Since taking control of the sport in early 2017, the new owners have made no secret of their desire to give F1 a major shake-up, and along with plans to reduce spending and level the playing field, there is a desire to change the current race weekend, making it more appealing and relevant to the 21st century fan.
Recently, Ross Brawn admitted that a number of changes were being considered, with the intention being to give them a dry run as early as next season.
"In 2020 we’ve got a stable platform in terms of the cars," said the Briton, "things aren’t changing that much and I think that it could be a good opportunity perhaps for one or two races to try some variations.
"I don’t see any other way that we logically progress the race format," he admitted. "I think the basic race format is good, but would a sprint race be interesting, or would some changes to qualifying be interesting. I think the teams are up for doing some variations during a Saturday to see if we can try out a better solution."
"What we need to look at is that by changing the format the costs don't go up," said Guenther Steiner, when asked his thoughts on the possibility of changing the current format, such as a race to decide Sunday's grid or an F2-style sprint race, "that we do more and don't get more out of it.

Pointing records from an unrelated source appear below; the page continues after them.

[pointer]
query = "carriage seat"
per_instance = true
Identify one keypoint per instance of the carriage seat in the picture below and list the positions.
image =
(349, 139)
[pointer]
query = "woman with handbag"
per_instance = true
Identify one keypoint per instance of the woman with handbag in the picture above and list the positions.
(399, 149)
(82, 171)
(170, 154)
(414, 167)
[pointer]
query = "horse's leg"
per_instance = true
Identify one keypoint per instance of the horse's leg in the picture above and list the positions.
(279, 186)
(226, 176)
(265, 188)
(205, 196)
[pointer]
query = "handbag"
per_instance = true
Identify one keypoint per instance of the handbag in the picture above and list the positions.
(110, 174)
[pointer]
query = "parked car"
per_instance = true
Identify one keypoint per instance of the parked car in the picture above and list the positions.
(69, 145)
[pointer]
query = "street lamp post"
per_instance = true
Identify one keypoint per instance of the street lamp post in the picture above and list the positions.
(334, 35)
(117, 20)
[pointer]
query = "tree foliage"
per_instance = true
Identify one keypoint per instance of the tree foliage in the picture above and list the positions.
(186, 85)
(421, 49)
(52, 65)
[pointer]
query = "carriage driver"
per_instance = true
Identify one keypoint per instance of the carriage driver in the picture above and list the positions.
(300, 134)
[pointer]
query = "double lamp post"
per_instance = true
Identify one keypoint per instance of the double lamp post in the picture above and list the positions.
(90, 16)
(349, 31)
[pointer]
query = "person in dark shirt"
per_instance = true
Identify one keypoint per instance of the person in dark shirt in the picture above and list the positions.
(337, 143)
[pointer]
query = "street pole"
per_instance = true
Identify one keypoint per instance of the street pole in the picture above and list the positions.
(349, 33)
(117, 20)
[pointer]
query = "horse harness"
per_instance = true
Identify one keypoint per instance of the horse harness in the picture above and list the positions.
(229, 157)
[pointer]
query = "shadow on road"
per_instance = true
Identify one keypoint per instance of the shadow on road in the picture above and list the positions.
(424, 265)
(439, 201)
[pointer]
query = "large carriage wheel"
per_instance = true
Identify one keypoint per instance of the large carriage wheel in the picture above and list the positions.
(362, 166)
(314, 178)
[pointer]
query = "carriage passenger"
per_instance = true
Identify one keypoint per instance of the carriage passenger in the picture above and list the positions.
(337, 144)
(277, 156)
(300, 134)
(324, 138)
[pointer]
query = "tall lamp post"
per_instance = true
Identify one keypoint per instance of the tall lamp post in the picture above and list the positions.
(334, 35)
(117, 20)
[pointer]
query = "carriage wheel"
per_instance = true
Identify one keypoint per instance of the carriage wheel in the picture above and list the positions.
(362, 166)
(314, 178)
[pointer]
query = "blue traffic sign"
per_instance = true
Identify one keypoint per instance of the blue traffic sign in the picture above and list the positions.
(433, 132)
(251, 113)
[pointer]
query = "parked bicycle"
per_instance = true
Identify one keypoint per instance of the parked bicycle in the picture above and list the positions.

"There were a lot of things around," he said of the recent meeting with F1 bosses, "but we didn't get around to discuss the detail about it. So when we get to the detail there will be the difficulty because if we change format and it costs a lot more because we do everything differently, there is a point where it is not sustainable.
Asked specifically about holding a qualifying race on Saturday, he said: "That costs more money, because you need more spare parts because you have two races a weekend, you know. You need more MGU-Ks, because they can break. So we need to consider all this stuff."
"Maybe there are some good points in there," said Franz Tost. "But the most important thing is that the teams and the cars are on an equal level on the performance side.
"You can have whatever format but if there are some cars far ahead of the others - one second or even more - then it doesn't change anything.
"What we have to provide the fans is a good show and for this the performance of the different teams and of the cars has to be on a level within a few tenths of a second, like it is in the midfield. If you look currently there are three teams far ahead, but the midfield is fighting very close to each other with a difference of a couple of hundredths of a second and there are good fights in between the cars and they show good races and this is what the fans want to see and I don't think this is so much to do with the format."
"I think we could be a bit more progressive on the weekend format," admitted Renault's, Cyril Abiteboul. "I think we need to probably adapt slightly the format to the new audience, to the way that sport is being consumed.
"People are not really interested in sitting for two hours in front of the TV at two o'clock on Sundays, or three o'clock on Sundays," he continued. "I think that's something to take into account.
"Friday running in particular, with very empty grandstands, is for me a bit of a loss of an opportunity. So there is probably some improvement to be made.
"I think we need to be very careful about all detail associated with having some tests into next year, as again next year is tomorrow. The plans are made already; the engines are almost being built as we speak. So if you look at the amount of discussion we had to get to the 22 races, when we start talking about the detail of the consequence of changing the format even on a couple of races, I'm a bit afraid that we see that it is a bit difficult at this late stage of the season.
"So in my opinion we need to do that. But I think it needs to be done properly but with a global commitment, not just testing and maybe it's a bit late already for next year, but clearly doing that for 2021."